Preheat the Oven: Set your oven to 400°F. Line a baking sheet with parchment paper for easy cleanup.
Prep the Vanilla Beans: Slice the vanilla beans lengthwise, carefully scraping out the seeds with the back of your knife. Combine the seeds with granulated sugar in a large mixing bowl.
Mix Dry Ingredients: Add the all-purpose flour, baking powder, and salt to the vanilla sugar mixture. Whisk to combine.
Chill the Mixture: Place this dry ingredient mixture in the freezer for 10 minutes. This helps maintain a cold temperature, which is essential for flaky scones.
Add Butter: Remove the bowl from the freezer and add the cold butter cubes. Use a pastry cutter or your fingertips to incorporate the butter until the mixture resembles coarse crumbs.
Prepare the Wet Ingredients: In a separate bowl, whisk together the sour cream, 6 tablespoons of heavy cream, and vanilla extract until smooth.

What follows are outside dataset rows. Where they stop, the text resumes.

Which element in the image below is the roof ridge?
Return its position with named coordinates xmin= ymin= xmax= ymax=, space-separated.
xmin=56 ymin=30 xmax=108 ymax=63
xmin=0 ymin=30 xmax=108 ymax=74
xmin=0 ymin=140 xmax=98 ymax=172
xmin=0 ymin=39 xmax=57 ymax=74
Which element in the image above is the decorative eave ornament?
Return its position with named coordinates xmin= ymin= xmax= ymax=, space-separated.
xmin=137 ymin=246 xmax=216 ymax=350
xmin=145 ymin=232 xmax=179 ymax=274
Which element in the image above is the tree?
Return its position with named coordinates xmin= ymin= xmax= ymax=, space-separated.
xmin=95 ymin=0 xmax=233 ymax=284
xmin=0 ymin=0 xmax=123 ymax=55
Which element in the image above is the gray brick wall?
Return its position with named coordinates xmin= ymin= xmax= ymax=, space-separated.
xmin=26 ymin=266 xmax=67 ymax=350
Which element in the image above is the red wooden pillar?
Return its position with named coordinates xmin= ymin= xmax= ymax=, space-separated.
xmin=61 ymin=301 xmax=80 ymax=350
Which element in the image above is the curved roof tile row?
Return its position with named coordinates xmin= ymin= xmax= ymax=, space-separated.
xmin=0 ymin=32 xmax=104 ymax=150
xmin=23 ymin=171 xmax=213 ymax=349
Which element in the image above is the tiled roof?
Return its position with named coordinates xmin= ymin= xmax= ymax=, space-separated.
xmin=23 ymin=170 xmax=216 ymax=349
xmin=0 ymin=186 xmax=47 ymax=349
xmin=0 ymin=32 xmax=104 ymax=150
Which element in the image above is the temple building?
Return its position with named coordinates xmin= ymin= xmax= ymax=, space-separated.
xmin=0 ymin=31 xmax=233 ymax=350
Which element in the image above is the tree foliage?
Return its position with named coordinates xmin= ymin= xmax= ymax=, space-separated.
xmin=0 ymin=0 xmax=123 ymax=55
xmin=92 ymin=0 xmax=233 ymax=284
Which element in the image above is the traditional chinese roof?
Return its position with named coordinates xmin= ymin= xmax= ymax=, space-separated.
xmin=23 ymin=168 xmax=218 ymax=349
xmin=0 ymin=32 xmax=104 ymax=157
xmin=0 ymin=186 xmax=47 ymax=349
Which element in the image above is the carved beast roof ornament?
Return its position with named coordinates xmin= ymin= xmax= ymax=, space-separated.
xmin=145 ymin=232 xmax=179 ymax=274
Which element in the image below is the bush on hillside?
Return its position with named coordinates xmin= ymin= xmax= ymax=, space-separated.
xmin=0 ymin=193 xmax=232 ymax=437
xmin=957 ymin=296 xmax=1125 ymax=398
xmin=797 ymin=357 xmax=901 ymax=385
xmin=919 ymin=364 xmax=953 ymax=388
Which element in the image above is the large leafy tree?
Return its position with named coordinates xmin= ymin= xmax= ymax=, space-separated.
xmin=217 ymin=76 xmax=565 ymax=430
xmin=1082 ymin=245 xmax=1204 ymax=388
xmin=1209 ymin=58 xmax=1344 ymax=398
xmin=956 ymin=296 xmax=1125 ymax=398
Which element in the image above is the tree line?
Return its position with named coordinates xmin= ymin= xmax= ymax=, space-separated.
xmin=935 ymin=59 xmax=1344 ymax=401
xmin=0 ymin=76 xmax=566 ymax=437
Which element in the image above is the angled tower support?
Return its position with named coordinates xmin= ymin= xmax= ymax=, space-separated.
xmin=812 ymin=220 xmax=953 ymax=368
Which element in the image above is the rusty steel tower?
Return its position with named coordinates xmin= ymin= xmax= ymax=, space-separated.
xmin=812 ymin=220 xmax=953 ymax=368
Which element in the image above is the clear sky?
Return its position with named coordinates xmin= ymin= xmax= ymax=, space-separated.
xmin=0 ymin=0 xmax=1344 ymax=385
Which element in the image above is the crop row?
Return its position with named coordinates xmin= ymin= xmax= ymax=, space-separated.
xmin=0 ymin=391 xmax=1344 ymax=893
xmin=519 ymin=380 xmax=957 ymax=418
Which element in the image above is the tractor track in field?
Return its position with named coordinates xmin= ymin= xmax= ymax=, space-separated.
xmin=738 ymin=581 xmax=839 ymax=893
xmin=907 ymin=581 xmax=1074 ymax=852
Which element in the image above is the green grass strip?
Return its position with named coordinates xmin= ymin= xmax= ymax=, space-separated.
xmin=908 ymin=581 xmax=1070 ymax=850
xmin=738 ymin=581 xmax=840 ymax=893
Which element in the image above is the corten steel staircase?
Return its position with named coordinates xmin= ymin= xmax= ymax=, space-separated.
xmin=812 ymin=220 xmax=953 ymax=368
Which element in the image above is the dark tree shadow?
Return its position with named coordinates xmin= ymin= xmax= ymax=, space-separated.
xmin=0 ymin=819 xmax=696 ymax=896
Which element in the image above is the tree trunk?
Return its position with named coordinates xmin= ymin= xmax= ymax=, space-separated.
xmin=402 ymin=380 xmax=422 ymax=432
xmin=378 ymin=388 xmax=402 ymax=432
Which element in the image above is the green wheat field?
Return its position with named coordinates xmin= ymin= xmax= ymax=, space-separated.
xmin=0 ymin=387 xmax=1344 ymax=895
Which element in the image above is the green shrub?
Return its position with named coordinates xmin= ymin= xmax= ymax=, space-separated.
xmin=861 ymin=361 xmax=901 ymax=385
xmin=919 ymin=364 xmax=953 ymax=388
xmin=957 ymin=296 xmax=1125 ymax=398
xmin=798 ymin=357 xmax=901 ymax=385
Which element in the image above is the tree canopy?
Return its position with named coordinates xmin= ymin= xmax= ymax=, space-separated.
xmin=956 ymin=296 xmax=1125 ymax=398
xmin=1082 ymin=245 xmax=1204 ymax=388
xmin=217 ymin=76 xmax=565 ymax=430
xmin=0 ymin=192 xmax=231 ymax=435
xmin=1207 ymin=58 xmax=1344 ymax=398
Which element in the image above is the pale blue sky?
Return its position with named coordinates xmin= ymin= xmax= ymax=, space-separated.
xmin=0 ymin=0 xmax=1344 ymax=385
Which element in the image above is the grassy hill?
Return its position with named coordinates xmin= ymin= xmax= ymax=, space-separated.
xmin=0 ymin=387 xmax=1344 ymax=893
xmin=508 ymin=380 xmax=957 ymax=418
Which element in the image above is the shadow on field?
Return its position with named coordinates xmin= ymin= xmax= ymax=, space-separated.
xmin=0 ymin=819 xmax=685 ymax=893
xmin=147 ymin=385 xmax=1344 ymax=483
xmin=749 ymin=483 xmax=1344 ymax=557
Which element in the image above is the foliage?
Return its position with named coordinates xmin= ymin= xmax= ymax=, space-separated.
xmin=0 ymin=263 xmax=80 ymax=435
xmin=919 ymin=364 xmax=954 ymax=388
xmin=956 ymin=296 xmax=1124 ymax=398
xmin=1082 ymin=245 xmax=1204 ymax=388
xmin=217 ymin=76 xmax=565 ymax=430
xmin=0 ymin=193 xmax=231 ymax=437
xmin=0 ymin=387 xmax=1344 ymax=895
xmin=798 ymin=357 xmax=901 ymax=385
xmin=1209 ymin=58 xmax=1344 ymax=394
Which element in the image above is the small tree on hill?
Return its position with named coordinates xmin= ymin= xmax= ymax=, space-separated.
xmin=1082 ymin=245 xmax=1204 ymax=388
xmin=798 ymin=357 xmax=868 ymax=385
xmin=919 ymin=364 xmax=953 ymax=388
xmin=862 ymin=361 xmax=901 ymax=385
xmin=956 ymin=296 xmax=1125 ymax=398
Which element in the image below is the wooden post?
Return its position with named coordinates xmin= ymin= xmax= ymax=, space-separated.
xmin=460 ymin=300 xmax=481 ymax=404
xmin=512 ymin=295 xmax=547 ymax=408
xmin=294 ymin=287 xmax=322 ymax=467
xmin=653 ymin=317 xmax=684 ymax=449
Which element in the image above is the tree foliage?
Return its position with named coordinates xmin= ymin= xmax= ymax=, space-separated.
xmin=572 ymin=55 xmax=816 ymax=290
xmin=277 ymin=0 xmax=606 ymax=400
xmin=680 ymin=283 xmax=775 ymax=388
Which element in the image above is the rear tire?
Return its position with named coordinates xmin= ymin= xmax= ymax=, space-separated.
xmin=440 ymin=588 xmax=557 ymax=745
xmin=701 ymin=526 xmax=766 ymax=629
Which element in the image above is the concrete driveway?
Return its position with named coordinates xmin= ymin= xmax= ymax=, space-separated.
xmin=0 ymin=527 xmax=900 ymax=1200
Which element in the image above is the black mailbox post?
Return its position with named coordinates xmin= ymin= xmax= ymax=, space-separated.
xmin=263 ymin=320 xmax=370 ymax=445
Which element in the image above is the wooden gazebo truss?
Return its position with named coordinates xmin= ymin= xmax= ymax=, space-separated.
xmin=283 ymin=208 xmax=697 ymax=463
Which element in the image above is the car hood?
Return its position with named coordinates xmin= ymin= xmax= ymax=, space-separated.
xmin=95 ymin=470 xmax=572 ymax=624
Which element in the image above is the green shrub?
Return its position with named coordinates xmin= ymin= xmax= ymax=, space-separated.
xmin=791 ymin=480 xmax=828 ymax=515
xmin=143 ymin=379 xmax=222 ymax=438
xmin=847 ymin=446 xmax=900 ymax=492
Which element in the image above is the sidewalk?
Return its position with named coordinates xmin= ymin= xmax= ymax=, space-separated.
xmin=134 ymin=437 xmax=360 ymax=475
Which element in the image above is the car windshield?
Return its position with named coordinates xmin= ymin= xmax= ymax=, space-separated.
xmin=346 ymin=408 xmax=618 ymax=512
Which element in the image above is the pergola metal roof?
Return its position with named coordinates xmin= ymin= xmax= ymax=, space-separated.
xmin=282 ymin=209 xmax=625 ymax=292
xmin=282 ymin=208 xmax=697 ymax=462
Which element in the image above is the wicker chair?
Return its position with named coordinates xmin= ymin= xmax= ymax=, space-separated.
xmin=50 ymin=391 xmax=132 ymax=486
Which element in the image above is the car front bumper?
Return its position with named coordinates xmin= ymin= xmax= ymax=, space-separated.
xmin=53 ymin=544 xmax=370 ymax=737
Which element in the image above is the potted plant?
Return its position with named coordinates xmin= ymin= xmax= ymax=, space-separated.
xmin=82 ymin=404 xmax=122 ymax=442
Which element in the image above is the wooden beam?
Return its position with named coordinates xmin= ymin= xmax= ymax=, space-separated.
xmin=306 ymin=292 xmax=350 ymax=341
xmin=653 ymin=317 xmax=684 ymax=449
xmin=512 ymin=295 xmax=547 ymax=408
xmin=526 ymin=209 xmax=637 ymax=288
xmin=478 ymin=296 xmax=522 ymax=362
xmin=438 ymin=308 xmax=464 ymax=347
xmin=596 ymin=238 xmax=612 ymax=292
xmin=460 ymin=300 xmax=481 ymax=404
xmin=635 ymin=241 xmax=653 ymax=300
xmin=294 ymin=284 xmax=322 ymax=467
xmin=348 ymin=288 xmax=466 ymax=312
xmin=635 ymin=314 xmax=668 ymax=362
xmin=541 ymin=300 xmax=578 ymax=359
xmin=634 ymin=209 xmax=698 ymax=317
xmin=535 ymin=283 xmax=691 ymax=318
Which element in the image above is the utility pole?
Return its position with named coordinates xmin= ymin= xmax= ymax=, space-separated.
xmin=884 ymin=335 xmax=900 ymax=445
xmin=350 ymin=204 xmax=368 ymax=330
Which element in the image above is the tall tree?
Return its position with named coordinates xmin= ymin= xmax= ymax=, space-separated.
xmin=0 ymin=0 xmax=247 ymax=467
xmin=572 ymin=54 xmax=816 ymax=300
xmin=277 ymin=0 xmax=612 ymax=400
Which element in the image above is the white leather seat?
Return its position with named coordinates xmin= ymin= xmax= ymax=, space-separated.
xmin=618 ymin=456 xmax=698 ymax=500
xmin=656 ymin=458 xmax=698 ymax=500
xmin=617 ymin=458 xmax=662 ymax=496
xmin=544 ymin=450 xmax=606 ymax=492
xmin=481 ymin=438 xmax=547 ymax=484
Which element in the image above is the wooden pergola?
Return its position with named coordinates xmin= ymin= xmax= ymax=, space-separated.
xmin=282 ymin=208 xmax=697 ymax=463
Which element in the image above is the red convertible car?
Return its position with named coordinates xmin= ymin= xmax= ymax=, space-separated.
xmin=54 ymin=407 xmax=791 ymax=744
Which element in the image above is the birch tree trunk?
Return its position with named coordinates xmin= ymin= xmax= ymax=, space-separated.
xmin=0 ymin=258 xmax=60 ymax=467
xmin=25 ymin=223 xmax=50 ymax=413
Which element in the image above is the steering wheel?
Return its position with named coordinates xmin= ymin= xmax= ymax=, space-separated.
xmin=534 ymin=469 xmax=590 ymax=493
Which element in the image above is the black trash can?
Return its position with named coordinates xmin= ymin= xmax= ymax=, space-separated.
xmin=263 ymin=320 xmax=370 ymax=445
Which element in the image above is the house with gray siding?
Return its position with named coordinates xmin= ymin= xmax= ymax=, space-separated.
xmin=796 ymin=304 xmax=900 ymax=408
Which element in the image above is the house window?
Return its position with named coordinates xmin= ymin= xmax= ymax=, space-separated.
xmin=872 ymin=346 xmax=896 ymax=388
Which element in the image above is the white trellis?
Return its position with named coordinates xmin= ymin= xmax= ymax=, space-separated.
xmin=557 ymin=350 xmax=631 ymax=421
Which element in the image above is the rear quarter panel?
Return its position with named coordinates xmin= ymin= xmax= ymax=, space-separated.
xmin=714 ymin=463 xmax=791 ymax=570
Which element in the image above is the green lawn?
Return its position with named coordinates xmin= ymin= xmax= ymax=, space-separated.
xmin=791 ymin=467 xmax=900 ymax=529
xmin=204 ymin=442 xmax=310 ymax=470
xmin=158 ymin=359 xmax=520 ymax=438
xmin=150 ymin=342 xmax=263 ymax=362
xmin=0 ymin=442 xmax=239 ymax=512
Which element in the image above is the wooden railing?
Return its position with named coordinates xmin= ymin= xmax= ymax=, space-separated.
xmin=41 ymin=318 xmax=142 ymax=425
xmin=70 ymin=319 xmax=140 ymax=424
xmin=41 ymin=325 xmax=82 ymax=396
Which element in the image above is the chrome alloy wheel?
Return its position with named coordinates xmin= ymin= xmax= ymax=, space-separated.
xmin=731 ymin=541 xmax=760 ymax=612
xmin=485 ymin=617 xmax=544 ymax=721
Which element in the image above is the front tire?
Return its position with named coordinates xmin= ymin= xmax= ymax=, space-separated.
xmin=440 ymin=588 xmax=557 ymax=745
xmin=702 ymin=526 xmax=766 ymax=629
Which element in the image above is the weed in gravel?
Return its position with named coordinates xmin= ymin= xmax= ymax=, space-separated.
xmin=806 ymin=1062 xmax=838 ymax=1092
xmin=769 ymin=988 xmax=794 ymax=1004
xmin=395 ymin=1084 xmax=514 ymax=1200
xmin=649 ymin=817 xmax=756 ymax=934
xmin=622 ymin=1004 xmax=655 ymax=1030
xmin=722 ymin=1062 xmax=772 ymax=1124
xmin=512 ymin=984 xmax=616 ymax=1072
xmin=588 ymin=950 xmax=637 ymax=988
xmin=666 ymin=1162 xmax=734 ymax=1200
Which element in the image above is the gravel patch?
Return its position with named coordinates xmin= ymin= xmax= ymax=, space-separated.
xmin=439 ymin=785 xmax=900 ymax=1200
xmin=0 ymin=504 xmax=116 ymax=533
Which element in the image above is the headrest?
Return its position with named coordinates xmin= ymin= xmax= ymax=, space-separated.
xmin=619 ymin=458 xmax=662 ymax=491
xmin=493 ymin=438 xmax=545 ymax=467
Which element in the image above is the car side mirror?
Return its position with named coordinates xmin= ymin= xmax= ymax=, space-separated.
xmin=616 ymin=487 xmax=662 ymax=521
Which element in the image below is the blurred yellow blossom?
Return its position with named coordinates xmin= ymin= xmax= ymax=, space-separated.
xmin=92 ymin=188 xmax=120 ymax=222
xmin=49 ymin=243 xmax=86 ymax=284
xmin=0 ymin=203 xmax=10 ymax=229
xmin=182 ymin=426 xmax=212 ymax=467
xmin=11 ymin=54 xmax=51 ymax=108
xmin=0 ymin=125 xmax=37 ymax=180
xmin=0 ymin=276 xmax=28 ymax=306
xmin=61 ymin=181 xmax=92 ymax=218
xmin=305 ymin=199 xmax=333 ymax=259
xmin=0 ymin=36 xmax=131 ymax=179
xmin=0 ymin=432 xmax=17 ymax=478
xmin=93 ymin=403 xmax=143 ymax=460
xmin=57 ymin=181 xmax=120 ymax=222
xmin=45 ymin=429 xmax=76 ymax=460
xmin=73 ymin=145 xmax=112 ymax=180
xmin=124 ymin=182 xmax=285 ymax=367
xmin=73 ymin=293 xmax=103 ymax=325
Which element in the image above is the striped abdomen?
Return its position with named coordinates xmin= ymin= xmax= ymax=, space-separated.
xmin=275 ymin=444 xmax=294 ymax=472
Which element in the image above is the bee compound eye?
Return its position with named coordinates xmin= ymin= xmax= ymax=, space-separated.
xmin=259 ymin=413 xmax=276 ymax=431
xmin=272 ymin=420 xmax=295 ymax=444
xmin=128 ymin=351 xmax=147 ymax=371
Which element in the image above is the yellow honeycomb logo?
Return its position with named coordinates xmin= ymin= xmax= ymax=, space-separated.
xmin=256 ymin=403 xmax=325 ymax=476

Combine Wet and Dry Ingredients: Pour the wet mixture into the dry ingredients, mixing gently with your hands until it forms a rough dough. If the dough is too dry, add 1 tablespoon of cream at a time.
Fold in Blackberries: Gently incorporate the frozen blackberries, ensuring they are evenly distributed without crushing them.
Shape the Scones: Lightly flour a clean surface and shape the dough into a 9-inch circle. Use a sharp knife to cut the dough into 8 equal wedges. Arrange the wedges on the prepared baking sheet, leaving space between them.
Brush and Bake: Lightly brush the tops with additional cream. Bake for 22 to 25 minutes or until the scones are lightly golden around the edges.